Promote listening, and taking on the other person's perspective when disagreement occurs.
Ideal Group Size
Any group size since the exercise is done in pairs.
Time For Exercise
15 - 30 minutes
Conflict, communication, listening, perspective taking, understanding others, managing disagreement
Detailed Instructions If Needed
Have participants pick partners and choose a topic from a topic list which you've prepared in advance
Encourage participants to choose a pair of topics where they have preexisting and opposite viewpoints. One person takes one viewpoint regarding the topic; the other person takes the opposing viewpoint.
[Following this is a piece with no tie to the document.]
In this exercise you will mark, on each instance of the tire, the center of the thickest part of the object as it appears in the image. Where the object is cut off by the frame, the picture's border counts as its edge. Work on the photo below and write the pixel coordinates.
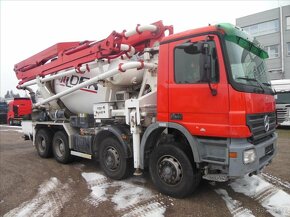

For example, one person believes the toilet paper should roll over the top while the other believes the paper should roll from the bottom. Once a topic is agreed upon and it has been decided which partner will take which side of the argument, give them their objective. Let participants know they will need to gain a thorough understanding of each other’s viewpoint because eventually each partner will take on the other person’s role—the role that is opposite from his or her own position.
To play the other role convincingly, have participants interview each other so they can really get into character when it comes time to play the role of the opposing viewpoint. Emphasize that you will be expecting them to make us believe their character.
Additional Information if Available
Here are some possible debrief questions:
1. When you were asking questions to research your part, how well did you listen?
2. What listening skills did you use?
3. How was this listening different from the way we usually listen?
4. What kind of feedback did you provide when listening?
5. When we have opposite beliefs, do we usually take the time to understand the other person’s viewpoint? Why not?
6. What did it feel like to engage in dialogue? Where can we use this skill?
7. In what ways might dialogue transform conflict?